West Cordova Street – east from Cambie (1)

Cordova east from Cambie

The ‘after’ shot in this image was taken a couple of years ago, but nothing much has changed here recently. The ‘before’ was dated as 1899 and the Savoy Hotel is down the street on the left, and Stark’s Glasgow House is on the right. Closer to the camera, on the left (behind the tram) was the Whetham Block, developed by Dr Whetham who also built the Arlington Block that we’ve caught a glimpse of on the opposite side of both streets. This building came a year after the Arlington, so was built in 1888, and was designed by N S Hoffar.

Whetham, like many early Vancouver developers, came from Ontario. His father had been a flax and hemp manufacturer in England, who moved to Canada, established himself as a general merchant and then died, leaving a widow and three young children. His son, James Whetham is said in an early biography to have taught, then headed west, farming in Manitoba in 1878. Somehow he managed to study medicine (his biography says ‘in winter’) in Toronto and then Portland, Oregon, while living in Spokane Falls. He only practiced medicine very briefly before moving on to develop real estate, initially in Spokane Falls and then in 1887 in Vancouver.

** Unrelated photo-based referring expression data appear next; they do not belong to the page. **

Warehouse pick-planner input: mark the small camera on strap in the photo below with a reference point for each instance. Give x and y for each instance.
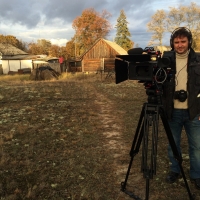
(181, 95)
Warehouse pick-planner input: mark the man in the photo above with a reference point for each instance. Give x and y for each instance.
(181, 100)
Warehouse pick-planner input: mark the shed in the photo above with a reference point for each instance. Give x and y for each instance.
(101, 55)
(14, 59)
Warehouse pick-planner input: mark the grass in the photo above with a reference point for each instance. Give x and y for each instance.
(70, 139)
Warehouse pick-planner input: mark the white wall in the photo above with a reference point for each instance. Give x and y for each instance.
(14, 65)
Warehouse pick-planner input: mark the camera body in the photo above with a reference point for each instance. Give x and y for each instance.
(181, 95)
(139, 66)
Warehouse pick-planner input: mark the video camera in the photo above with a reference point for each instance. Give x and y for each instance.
(146, 66)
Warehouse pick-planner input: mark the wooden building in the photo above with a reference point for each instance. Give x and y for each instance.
(100, 56)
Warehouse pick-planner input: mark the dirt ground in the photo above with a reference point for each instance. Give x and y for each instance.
(70, 140)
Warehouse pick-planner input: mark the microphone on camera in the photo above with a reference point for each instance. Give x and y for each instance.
(134, 51)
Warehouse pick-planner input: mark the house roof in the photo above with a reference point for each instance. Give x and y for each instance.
(116, 47)
(113, 45)
(10, 50)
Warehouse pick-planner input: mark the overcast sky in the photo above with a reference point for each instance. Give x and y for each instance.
(30, 20)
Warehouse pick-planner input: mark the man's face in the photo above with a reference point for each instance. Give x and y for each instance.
(181, 44)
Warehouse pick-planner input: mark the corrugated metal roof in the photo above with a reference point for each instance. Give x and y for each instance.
(113, 45)
(8, 50)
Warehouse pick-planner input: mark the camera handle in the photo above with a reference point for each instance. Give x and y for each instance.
(149, 117)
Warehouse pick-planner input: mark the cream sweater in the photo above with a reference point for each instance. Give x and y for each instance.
(181, 78)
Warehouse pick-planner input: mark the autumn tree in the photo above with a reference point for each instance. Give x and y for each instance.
(41, 47)
(10, 39)
(183, 16)
(89, 27)
(187, 16)
(57, 51)
(157, 26)
(123, 35)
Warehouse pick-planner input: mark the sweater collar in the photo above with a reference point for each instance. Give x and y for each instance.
(182, 56)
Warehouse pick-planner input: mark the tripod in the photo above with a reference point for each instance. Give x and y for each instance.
(149, 117)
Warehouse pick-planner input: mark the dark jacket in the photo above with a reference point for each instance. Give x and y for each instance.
(193, 88)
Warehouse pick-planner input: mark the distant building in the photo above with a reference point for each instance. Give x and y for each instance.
(101, 55)
(14, 59)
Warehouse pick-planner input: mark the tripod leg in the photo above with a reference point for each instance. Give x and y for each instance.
(135, 146)
(172, 143)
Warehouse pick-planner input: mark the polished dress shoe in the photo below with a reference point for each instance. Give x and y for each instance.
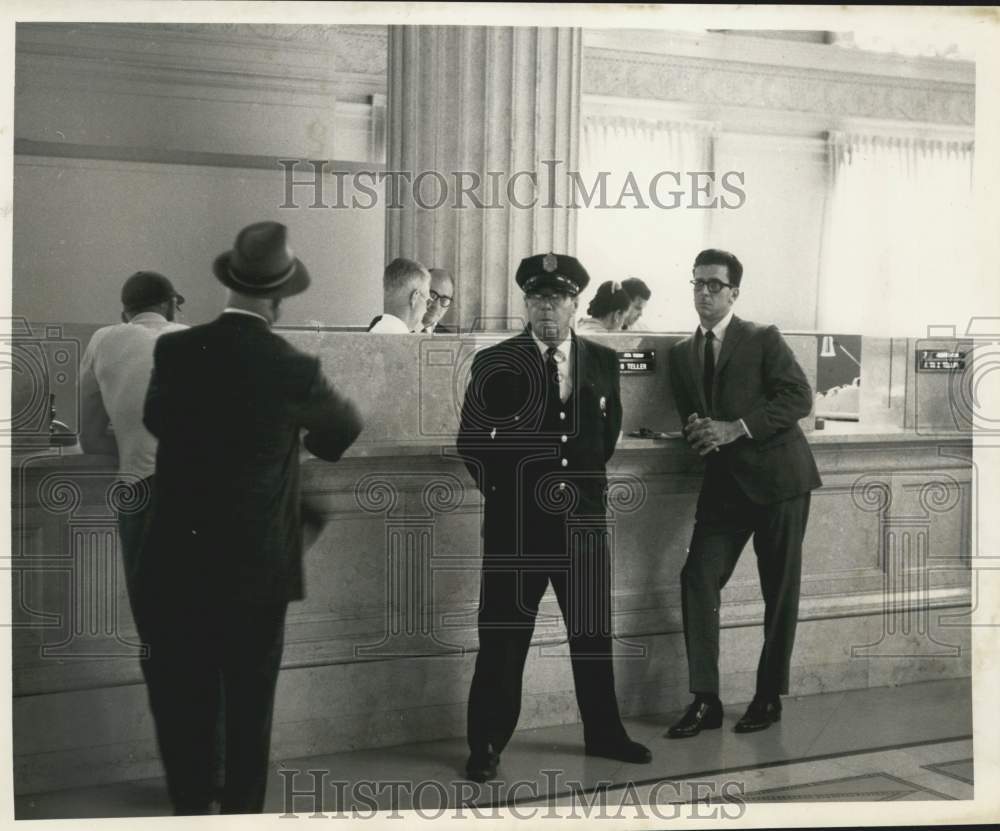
(624, 750)
(760, 715)
(703, 714)
(482, 765)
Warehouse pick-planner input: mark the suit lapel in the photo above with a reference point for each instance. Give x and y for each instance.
(734, 334)
(582, 365)
(694, 376)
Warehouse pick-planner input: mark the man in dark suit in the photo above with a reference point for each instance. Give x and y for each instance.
(223, 557)
(540, 420)
(740, 394)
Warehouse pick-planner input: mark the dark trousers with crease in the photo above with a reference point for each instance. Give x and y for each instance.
(133, 525)
(205, 659)
(510, 594)
(725, 521)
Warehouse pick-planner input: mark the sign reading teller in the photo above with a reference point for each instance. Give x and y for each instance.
(632, 363)
(934, 360)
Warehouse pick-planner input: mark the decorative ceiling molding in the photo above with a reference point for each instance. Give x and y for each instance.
(257, 52)
(716, 82)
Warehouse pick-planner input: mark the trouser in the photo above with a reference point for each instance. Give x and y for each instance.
(202, 656)
(725, 521)
(510, 594)
(133, 525)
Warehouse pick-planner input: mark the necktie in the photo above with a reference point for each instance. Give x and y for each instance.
(709, 369)
(552, 373)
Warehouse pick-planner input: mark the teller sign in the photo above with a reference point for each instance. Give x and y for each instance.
(937, 360)
(634, 363)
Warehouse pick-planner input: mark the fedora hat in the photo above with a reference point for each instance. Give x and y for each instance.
(261, 264)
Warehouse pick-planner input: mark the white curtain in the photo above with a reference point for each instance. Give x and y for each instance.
(898, 248)
(653, 243)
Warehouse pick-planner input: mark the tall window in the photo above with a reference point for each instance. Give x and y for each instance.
(899, 251)
(633, 237)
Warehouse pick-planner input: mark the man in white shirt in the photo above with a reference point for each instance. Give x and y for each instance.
(114, 377)
(406, 290)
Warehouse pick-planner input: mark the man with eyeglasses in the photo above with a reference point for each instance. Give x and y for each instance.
(114, 376)
(442, 294)
(540, 421)
(406, 287)
(740, 394)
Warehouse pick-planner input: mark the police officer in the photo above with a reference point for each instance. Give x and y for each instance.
(540, 420)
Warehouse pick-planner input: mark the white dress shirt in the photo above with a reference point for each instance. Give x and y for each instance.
(390, 324)
(114, 377)
(231, 310)
(564, 365)
(719, 331)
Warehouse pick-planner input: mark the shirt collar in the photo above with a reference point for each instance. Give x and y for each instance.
(234, 311)
(563, 348)
(719, 330)
(148, 317)
(395, 322)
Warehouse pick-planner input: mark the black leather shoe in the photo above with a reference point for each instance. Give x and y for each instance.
(760, 715)
(703, 714)
(482, 766)
(624, 750)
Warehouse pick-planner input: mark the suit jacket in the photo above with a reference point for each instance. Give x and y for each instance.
(227, 401)
(515, 456)
(757, 379)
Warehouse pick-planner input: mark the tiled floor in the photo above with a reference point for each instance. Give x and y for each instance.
(911, 742)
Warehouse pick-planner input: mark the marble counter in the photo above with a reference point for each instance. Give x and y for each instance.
(381, 650)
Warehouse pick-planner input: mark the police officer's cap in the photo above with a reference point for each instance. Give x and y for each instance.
(556, 271)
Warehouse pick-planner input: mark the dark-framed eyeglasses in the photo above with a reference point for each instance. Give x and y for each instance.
(443, 300)
(714, 286)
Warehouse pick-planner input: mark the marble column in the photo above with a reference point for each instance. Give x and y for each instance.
(486, 103)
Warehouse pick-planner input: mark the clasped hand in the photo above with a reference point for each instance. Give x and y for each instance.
(706, 435)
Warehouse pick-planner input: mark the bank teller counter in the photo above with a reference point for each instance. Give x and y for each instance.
(381, 651)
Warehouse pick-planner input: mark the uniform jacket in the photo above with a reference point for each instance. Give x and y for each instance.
(757, 379)
(227, 401)
(515, 450)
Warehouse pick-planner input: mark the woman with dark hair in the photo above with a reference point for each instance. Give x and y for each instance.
(606, 312)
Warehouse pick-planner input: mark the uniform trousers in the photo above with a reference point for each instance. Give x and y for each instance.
(510, 593)
(725, 521)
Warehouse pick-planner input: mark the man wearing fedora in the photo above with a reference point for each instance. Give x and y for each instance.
(540, 420)
(223, 558)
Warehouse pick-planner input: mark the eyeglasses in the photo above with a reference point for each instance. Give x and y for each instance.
(713, 286)
(443, 300)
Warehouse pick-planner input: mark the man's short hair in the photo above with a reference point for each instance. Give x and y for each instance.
(634, 287)
(401, 273)
(716, 256)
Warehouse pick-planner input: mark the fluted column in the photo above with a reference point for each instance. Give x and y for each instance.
(497, 106)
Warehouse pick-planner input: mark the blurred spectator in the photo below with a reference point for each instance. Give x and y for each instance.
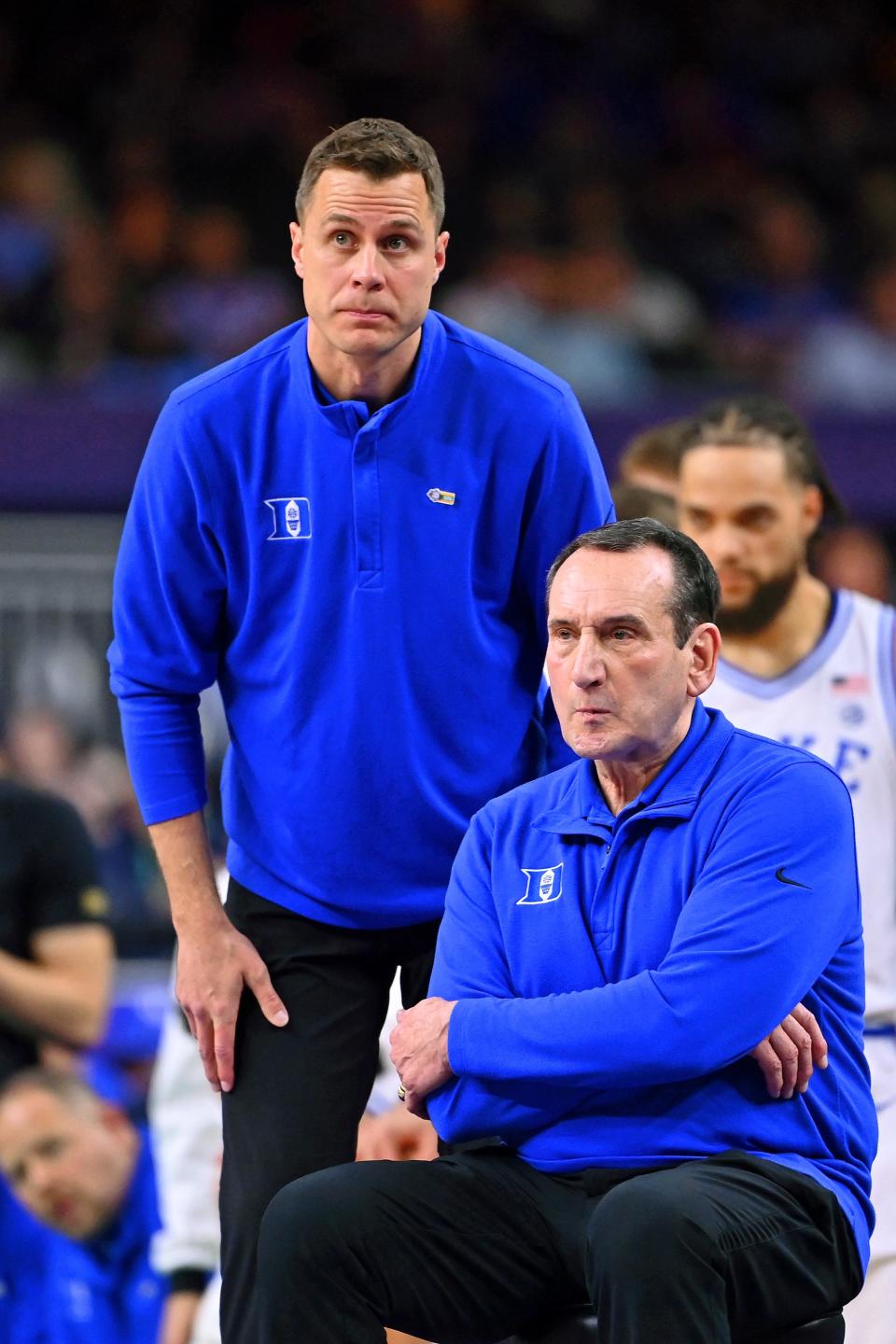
(219, 304)
(567, 312)
(852, 556)
(782, 290)
(639, 501)
(23, 1245)
(651, 458)
(45, 753)
(852, 362)
(42, 204)
(648, 473)
(83, 1170)
(55, 950)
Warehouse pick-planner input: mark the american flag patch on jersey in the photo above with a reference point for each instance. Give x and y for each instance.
(849, 684)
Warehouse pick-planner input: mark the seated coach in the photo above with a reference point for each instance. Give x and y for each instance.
(617, 938)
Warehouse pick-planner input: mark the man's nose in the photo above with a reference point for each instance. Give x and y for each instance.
(369, 266)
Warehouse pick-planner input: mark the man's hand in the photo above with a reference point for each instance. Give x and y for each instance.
(395, 1136)
(211, 972)
(419, 1050)
(789, 1054)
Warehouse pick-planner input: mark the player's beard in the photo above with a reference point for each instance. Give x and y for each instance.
(762, 609)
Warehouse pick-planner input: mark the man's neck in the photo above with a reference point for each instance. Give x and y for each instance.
(373, 379)
(623, 781)
(789, 637)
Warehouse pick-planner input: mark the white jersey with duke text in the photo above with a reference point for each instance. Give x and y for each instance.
(840, 703)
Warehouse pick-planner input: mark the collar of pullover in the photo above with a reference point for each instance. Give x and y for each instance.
(672, 793)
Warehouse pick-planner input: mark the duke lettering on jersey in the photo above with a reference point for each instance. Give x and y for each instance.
(840, 703)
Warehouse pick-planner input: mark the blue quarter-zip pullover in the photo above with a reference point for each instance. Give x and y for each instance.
(369, 593)
(614, 972)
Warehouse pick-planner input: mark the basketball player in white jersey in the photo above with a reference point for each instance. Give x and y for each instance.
(814, 666)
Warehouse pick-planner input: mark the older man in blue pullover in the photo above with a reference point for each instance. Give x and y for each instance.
(617, 937)
(347, 527)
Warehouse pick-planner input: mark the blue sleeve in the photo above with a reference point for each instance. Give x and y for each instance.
(470, 964)
(168, 608)
(746, 947)
(568, 495)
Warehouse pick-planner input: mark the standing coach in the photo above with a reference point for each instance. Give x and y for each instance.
(347, 527)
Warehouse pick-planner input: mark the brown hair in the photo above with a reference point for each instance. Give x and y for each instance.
(764, 422)
(381, 149)
(657, 449)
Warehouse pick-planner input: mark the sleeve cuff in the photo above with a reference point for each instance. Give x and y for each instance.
(189, 1281)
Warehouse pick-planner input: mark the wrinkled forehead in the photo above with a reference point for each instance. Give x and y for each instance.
(594, 586)
(737, 469)
(348, 191)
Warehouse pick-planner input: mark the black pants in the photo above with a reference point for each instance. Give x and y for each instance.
(301, 1089)
(473, 1245)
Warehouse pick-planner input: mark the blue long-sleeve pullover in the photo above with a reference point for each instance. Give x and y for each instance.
(369, 590)
(613, 973)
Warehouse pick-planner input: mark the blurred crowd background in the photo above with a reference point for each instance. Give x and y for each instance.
(660, 203)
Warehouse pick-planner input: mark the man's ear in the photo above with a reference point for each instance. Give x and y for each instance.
(813, 511)
(704, 643)
(441, 249)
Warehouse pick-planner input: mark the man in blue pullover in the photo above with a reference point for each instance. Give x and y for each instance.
(617, 937)
(348, 528)
(85, 1172)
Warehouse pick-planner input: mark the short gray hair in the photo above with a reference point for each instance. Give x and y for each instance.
(694, 595)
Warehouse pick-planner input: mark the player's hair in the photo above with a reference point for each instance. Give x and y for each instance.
(657, 449)
(66, 1087)
(758, 421)
(381, 149)
(694, 592)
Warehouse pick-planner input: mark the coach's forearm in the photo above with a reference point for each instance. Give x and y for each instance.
(186, 861)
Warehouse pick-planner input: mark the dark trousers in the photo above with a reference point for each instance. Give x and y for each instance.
(473, 1245)
(301, 1089)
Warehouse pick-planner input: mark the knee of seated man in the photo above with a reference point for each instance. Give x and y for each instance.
(305, 1215)
(317, 1214)
(642, 1221)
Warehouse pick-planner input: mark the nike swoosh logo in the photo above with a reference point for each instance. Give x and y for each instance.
(791, 882)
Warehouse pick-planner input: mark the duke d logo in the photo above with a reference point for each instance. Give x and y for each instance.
(292, 519)
(541, 886)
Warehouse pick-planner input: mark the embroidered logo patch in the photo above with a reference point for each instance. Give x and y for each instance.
(541, 886)
(292, 519)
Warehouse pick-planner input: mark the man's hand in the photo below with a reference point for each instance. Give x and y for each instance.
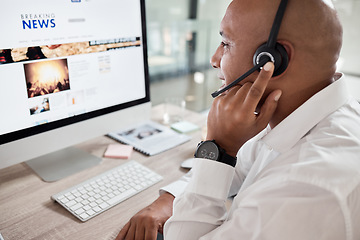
(232, 119)
(149, 221)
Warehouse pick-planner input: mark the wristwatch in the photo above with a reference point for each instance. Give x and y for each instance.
(211, 150)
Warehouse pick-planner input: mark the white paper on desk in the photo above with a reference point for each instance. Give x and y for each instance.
(149, 137)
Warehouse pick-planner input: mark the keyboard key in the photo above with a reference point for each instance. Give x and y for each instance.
(102, 192)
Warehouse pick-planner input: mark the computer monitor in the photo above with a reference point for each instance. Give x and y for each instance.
(69, 71)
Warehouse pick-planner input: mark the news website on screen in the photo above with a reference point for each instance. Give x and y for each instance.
(61, 58)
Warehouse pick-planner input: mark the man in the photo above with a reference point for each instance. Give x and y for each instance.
(297, 178)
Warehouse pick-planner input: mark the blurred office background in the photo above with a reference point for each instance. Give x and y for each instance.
(183, 35)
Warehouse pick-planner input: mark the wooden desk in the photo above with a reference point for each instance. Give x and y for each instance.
(27, 212)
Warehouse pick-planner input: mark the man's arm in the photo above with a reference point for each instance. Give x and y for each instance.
(150, 220)
(231, 122)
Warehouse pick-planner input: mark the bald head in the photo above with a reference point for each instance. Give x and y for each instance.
(310, 26)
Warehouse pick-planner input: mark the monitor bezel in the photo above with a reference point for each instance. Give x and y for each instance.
(35, 130)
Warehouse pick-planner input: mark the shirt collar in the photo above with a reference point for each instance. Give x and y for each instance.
(289, 131)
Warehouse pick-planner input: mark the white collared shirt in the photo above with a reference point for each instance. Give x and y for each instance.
(300, 180)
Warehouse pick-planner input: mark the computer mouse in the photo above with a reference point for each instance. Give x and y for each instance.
(188, 163)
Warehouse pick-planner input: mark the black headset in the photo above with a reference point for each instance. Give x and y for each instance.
(269, 51)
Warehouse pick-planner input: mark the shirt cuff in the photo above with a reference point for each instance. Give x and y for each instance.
(211, 178)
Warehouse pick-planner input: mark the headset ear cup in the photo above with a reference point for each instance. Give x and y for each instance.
(279, 56)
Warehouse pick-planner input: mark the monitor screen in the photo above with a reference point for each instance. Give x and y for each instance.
(63, 63)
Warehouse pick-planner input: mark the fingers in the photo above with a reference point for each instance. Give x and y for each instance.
(258, 87)
(123, 232)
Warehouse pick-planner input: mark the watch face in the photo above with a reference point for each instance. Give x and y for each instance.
(208, 150)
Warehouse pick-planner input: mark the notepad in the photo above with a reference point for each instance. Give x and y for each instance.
(149, 137)
(184, 127)
(118, 151)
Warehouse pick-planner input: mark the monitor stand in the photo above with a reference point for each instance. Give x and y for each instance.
(57, 165)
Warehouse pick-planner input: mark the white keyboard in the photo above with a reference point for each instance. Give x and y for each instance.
(104, 191)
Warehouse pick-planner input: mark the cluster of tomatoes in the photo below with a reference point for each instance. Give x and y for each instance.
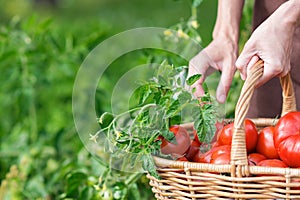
(274, 146)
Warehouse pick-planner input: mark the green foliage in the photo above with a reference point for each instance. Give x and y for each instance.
(39, 144)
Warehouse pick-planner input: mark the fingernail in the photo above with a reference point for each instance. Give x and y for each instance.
(222, 98)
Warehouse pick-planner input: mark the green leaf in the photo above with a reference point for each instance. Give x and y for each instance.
(172, 109)
(149, 165)
(169, 136)
(197, 3)
(184, 97)
(175, 120)
(105, 119)
(191, 80)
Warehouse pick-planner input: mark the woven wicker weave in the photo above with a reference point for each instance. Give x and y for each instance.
(237, 180)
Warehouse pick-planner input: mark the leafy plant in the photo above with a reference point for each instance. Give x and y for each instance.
(156, 105)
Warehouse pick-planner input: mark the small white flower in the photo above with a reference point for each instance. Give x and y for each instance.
(94, 137)
(194, 24)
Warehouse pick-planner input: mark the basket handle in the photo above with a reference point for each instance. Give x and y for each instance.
(239, 161)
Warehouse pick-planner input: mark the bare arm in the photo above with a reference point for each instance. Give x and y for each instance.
(221, 53)
(272, 42)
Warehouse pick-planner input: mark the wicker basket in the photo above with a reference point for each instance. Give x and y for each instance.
(237, 180)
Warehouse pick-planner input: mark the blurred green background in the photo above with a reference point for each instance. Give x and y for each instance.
(42, 45)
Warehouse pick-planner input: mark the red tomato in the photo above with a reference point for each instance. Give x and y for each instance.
(225, 136)
(255, 158)
(221, 159)
(182, 159)
(217, 151)
(289, 151)
(193, 149)
(272, 163)
(287, 138)
(182, 142)
(265, 143)
(203, 157)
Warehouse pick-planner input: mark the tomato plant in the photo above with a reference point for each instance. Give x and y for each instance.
(193, 150)
(265, 143)
(181, 143)
(287, 138)
(225, 135)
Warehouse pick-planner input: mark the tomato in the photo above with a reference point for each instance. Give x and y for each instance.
(265, 143)
(193, 149)
(287, 139)
(255, 158)
(221, 159)
(225, 136)
(272, 163)
(217, 151)
(182, 159)
(182, 142)
(289, 151)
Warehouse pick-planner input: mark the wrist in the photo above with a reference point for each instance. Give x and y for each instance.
(228, 20)
(290, 14)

By 1889 James Whetham had the sixth largest land holdings in the city, was on the board of trade and was a city alderman. He was boarder in the Hotel Vancouver. That year he founded Whetham College on Granville Street with backing from David Oppenheimer, Henry Cambie of the CPR and James G Keith, manager of the Bank of British Columbia. James’s brother, Charles, had married in 1886 when he was Modern Language Master at Upper Canada College, Toronto after two years at Johns Hopkins University became the headmaster. (He had actually moved to Vancouver before 1889 and opened a real estate office in the Whetham Block). The recession of 1893 saw the college’s demise, the first post-secondary teaching institute in British Columbia. Charles moved back to become a fellow in the French Department of the University of Toronto, but returned in the mid 1890s to a farm he had bought in Whonnock. Dr James Whetham died in 1891, aged only 37, of what was diagnosed as typhoid fever.

In 1969 the almost windowless building that replaced Whetham’s was the first of only two buildings completed for Project 200, a massive redevelopment plan that would have seen the entire waterfront of Gastown bulldozed to create a row of towers over a waterfront freeway. This rather more modest structure was home to CNCP Telecommunications – perhaps the first serious hi-tech investment in the city, designed by Francis Donaldson and developed by Grosvenor Estates. CNCP was created as a joint venture between the CP and CN in 1967, replacing the different networks used by the two railway companies. The company became an early telecom business, was bought by Rogers in the 1980s and renamed Unitel and was later acquired by AT&T Canada (now called Allstream).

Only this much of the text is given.